Food & Drink

Buttercream Icing

Makes about 3 cups

Icing is the key to the cake, whether it's a three-tier wedding masterpiece or cupcakes for kids. And homemade is best. While it's possible to do basic stars and drop flowers from canned grocery store icing, it simply won't look as nice.

This recipe is from Wilton.

Ingredients:

½ cup solid vegetable shortening

½ cup butter or margarine, softened

1 teaspoon clear vanilla extract

4 cups sifted confectioners sugar (about 1 pound)

2 tablespoons milk or water

Instructions:

In large bowl, cream shortening and butter with electric mixer. Add vanilla. Gradually add sugar, one cup at a time, beating well on medium speed. Scrape sides and bottom of bowl often. When all sugar has been mixed in, icing will appear dry. Add milk and beat at medium speed until light and fluffy. Keep bowl covered with a damp cloth until ready to use. For best results, keep icing bowl in refrigerator when not in use. Refrigerated in an airtight container, this icing can be stored two weeks. Rewhip before using.

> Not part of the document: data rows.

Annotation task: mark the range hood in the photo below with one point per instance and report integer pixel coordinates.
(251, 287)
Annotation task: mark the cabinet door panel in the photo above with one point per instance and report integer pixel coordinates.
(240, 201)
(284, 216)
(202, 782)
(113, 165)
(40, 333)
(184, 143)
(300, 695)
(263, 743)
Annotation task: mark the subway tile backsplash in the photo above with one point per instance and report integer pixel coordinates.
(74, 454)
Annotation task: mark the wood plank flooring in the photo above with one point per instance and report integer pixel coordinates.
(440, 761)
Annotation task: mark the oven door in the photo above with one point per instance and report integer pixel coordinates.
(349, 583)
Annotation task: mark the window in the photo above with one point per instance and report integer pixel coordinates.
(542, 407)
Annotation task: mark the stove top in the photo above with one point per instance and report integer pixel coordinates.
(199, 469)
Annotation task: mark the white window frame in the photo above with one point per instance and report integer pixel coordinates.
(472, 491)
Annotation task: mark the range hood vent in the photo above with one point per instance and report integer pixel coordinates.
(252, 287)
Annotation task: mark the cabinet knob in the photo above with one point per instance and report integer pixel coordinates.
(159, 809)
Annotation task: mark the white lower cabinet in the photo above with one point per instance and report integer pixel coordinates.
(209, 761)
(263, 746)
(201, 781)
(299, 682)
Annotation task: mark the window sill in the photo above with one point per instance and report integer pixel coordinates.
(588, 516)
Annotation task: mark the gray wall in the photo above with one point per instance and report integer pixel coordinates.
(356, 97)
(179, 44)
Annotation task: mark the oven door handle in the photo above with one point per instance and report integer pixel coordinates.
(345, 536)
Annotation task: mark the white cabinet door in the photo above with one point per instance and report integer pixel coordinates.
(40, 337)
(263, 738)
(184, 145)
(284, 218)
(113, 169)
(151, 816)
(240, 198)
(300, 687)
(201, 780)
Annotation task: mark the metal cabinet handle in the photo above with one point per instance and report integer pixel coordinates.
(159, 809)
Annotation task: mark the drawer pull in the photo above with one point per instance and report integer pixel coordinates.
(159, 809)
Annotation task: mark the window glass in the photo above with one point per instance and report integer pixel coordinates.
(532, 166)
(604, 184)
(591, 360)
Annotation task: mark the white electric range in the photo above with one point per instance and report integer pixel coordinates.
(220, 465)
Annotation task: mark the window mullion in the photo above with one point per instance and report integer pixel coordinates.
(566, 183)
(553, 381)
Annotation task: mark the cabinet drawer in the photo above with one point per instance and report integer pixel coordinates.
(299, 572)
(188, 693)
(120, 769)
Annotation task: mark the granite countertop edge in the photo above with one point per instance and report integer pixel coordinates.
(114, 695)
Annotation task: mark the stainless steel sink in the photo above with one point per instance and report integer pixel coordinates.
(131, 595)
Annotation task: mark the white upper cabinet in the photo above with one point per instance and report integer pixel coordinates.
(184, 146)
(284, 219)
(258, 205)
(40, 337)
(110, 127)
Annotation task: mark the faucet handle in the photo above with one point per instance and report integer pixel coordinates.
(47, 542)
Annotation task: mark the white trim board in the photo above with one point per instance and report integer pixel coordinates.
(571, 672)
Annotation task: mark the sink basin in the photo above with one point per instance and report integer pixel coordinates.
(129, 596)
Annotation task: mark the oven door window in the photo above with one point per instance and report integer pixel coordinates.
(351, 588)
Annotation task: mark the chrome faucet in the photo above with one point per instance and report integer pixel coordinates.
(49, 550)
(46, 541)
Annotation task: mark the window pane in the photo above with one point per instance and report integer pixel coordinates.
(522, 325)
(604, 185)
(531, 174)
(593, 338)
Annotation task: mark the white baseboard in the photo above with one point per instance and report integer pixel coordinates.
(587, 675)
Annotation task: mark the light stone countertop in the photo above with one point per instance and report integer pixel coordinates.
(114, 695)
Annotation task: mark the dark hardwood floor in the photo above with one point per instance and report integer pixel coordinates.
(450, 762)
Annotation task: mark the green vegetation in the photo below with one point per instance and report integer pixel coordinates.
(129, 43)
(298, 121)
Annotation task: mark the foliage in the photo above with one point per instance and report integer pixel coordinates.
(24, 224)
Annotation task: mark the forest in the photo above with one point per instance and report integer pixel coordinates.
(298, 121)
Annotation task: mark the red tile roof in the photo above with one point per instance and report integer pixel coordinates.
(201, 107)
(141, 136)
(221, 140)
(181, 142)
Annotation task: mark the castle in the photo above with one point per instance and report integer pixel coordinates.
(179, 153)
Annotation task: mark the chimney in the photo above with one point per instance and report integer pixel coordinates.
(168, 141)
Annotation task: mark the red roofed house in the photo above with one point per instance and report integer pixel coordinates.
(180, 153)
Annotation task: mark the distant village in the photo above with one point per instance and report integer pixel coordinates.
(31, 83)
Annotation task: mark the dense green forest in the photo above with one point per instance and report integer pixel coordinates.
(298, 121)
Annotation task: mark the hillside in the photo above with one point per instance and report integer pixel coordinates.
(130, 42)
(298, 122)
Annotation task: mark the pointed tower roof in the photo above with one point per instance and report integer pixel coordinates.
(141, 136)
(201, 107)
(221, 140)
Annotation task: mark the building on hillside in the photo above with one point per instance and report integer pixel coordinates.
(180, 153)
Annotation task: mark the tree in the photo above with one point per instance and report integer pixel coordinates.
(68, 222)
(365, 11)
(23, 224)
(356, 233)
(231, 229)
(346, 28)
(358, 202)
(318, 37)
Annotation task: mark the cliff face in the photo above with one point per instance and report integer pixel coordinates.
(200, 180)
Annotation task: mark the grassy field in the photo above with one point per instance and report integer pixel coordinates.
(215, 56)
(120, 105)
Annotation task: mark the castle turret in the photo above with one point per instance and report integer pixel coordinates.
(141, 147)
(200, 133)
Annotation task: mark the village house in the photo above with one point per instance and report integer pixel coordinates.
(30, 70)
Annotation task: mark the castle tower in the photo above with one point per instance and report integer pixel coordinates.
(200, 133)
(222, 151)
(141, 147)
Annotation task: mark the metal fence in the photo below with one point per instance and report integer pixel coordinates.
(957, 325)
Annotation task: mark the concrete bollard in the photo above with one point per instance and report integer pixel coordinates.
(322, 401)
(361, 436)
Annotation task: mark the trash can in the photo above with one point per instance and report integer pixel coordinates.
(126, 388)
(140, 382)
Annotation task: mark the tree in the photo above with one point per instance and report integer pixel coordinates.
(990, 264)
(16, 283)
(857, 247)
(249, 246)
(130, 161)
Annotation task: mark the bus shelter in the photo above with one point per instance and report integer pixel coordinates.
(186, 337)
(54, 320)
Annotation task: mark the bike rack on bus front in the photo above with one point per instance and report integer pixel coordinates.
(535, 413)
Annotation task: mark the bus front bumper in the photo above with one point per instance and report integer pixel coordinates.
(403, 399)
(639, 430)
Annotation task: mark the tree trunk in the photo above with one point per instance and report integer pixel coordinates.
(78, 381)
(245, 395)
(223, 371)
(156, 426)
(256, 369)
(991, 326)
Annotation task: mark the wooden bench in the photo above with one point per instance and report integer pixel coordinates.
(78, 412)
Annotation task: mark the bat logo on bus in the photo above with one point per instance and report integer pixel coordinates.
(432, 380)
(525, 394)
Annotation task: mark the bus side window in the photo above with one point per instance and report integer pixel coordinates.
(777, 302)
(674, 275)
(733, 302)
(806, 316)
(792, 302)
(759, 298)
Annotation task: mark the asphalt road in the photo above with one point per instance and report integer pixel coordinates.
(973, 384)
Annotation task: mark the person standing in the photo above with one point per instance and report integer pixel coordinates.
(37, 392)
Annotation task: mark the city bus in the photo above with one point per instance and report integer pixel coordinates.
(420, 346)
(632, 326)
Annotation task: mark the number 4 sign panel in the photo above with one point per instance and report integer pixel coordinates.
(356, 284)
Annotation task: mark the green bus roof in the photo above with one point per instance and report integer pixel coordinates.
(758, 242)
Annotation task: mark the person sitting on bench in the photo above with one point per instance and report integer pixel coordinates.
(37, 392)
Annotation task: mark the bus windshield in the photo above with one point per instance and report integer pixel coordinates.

Notes: While using butter makes a tastier frosting, it's often too soft to use for decorating. Use all shortening for more reliable results. Also, using milk sometimes creates odd results when you color the icing, particularly with blue or purple. Water works best. For thin consistency icing, add 2 tablespoons light corn syrup, water or milk. Corn syrup works best. Thin icing is used to ice the cake or for writing and string work. For strings or writing, add a small amount of piping gel (available at cake supply stores) so the lines of icing won't break. Thin consistency icing looks like a melted chocolate chip when piped.

Medium consistency is used for most border, drop flowers and stars. This recipe is for medium consistency, which produces a smooth ball with a slight peak when piped.

For stiff consistency, omit butter. Stiff icing is for complex flowers, such as roses. Stiff consistency icing comes to a peak when piped.